Contredire. Ulysse est envoyé par la solaire Circé vers le pays de la nuit, qui est non seulement enveloppé de vapeurs et de nuées, mais ignorant du soleil.

οὐδέ ποτ’ αὐτούς

Ἠέλιος ϕαέθων καταδέρκεται ἀκτίνεσσιν,

οὔθ’ ὁπότ’ ἂν στείχῃσι πρὸς οὐρανὸν ἀστερόεντα,

οὄθ’ ὅτ’ ἂν ἐπὶ γαῖαν ἀπ’ οὐρανόθεν προτράπηται

ἀλλ’ ἐπὶ νὺξ ὀλοὴ τέταται δειλοῖσι βροτοῖσι.

Car jamais

Le soleil, l’éclatant, de ses rayons ne les contemple,

Ni lorsqu’il monte pas à pas vers le ciel et ses astres,

Ni lorsque de nouveau, du haut du ciel, il se tourne vers notre terre.

Mais toujours une nuit de perdition, ailes tendues, couvre ces malheureux30.

Par un même paradoxe, ce pays de nuit va être le lieu d’une révélation, d’une lumière sur l’avenir, et, parmi les ombres évoquées, c’est celle de Tirésias, le devin aveugle, qui apportera cette lumière.

Conte-redire.

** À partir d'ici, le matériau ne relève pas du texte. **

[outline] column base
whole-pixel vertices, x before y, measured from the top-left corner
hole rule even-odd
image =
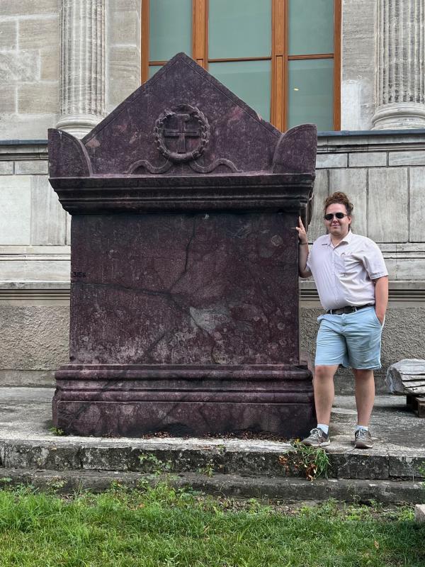
[[[372,118],[372,130],[425,128],[425,104],[397,102],[383,104]]]
[[[84,137],[98,123],[103,120],[103,116],[93,114],[69,115],[62,116],[56,128],[64,130],[75,137]]]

Gabriel Germain a été sensible à certaines analogies entre le voyage d’Ulysse au pays des Cimmériens et le voyage des Argonautes partis, non seulement à la recherche de la fabuleuse Toison d’or, mais à celle de l’âme d’un mort, Phrixos. Gabriel Germain verrait même une manière de rivalité entre le mythe odysséen et celui des Argonautes. « Il se peut », écrit-il, « que le poète ait vu dans la confrontation de son héros et des ombres un moyen décisif de repousser au second plan les aventures des Argonautes, dont lui-même atteste la célébrité ; on comprend mieux encore qu’il y ait apporté, dans ce cas, des soins tout particuliers »31.

Dans les deux cas, le voyage se fait vers le Nord, aux confins septentrionaux du monde inconnu, et vers un océan qui, lui aussi, est lié à ce monde des morts.

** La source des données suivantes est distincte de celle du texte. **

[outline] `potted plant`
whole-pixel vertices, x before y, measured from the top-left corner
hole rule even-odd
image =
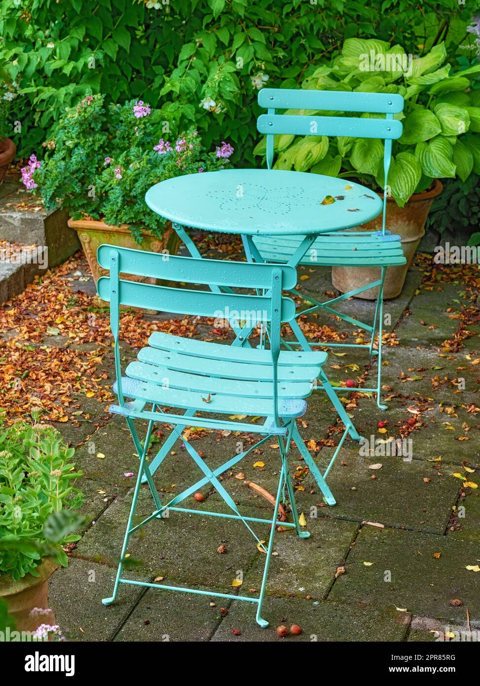
[[[13,161],[16,145],[8,138],[12,132],[10,115],[13,101],[18,95],[15,81],[10,81],[4,69],[0,68],[0,185],[7,173],[8,165]]]
[[[197,131],[173,136],[176,115],[142,101],[104,106],[88,95],[67,108],[43,162],[32,156],[22,170],[27,188],[47,209],[60,202],[70,213],[95,281],[102,243],[175,253],[178,238],[169,222],[152,212],[145,194],[154,184],[184,174],[222,169],[233,149],[207,154]]]
[[[54,624],[48,580],[67,566],[62,545],[79,540],[71,532],[83,519],[73,453],[53,427],[0,418],[0,599],[19,631],[35,630],[43,613]]]
[[[475,64],[456,73],[443,43],[415,58],[399,45],[376,40],[348,38],[341,55],[329,66],[307,76],[302,86],[320,91],[392,93],[403,95],[405,106],[395,118],[403,119],[403,133],[393,141],[388,175],[387,229],[400,235],[407,263],[389,267],[384,297],[393,298],[403,287],[409,265],[424,234],[424,224],[433,199],[442,191],[439,178],[480,173],[480,90],[470,80],[480,73]],[[285,114],[298,113],[298,110]],[[304,110],[305,114],[337,115]],[[351,116],[357,116],[352,113]],[[363,113],[363,117],[382,115]],[[353,178],[383,195],[383,143],[378,139],[324,136],[278,135],[274,139],[278,156],[275,169],[311,172]],[[254,151],[263,154],[265,140]],[[357,228],[381,229],[381,217]],[[378,278],[378,268],[332,268],[333,285],[348,292]],[[375,298],[374,292],[361,297]]]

Telle était, en ce qui concerne le pays des Cimmériens, la donnée odysséenne. La littérature ultérieure a pu la renouveler. Je voudrais prendre trois exemples remarquables à des titres divers.

1. Dante, Inferno, chant XXVI.

Le voyage outre-tombe a conduit Dante et Virgile, son mentor, dans le huitième et avant-dernier cercle, celui des Fraudeurs. La huitième des dix bolges qui constituent ce cercle est celle des conseillers perfides, qui sont enveloppés de flammes. D’un de ces vêtements de flammes, s’élève, à la demande de Virgile, la voix d’Ulysse :

« Indi la cima qua e là menando

come fosse la lingua che parlasse,

gittò voce di fuori e disse : « Quando

mi diparti’ da Circe, che sottrasse

me piú d’un anno là presso a Gaeta,

prima che si Eneia la nomasse,

né dolcezza di figlio, né la pieta

del vecchio padre, né ‘l debito amore

lo qual dovea Penelopé far lieta,

vincer potero dentro a me l’ardore

ch’i ebbi a divenir del mondo esperto

e de li vizi umani e del valore ;

ma misi me per l’alto mare aperto

sol con un legno e con quella compagna

picciola dal la qual non fui diserto.

L’un lito e l’altro vidi infin la Spagna

fin nel Morrocco, e l’isola d’i Sardi,

e l’altré che quel mare intorno bagna.

Io e ‘ compagni eravam vecchi e tardi

quando venimmo a quella foce stretta

dov’ Ercule segnò li suoi riguardi

acciò che l’uomo piú oltre non si metta ;

da la man destra mi lasciai Sibilia,

dal l’altra già m’avea lasciata Setta.

« O frati », dissi, « che per cento milia

perigli siete giunti a l’occidente,

a questa tanto picciola vigilia

d’i nostri sensi ch’é del rimanente

non vogliate negar l’esperïenze,

di retro al sol, del mondo sanza gente.

Considerate la vostra semenza ;

fatti non foste a viver come bruti,

ma per seguir virtute e conoscenza. »

Li miei compagni fec’io sí aguti,

con questa orazion picciola, al cammino,

che a pena poscia li avrei ritenuti ;

e volta nostra poppa nel mattino,

de’ remi facemmo ali al folle volo,

sempre acquistando dal lato mancino.

Tutte le stelle già de l’altro polo

vedea la notte, e’l nostro tanto basso,

che non sugëa fuor del marin suolo.

Cinque volte racceso e tante casso

lo lume era di sotto da la luna,

poi che’ntrati e ravam ne l’altro passo,

quando n’apparve une montagna, bruna

per la distanza, e parvemi alta tanto

quando veduta non avëa alcuna.

Noi ci allegrammo, e tosto tornò in pianto,

ché de la nova terra un turbo nacque

e percosse del legno il promo canto.

Tre volte il fé girar con tutte l’acque ;

a la quarta levar la poppa in suso

e la prora ire in giù, com’altrui piacque,

infin che « l mar fu sovra noi richiuso. »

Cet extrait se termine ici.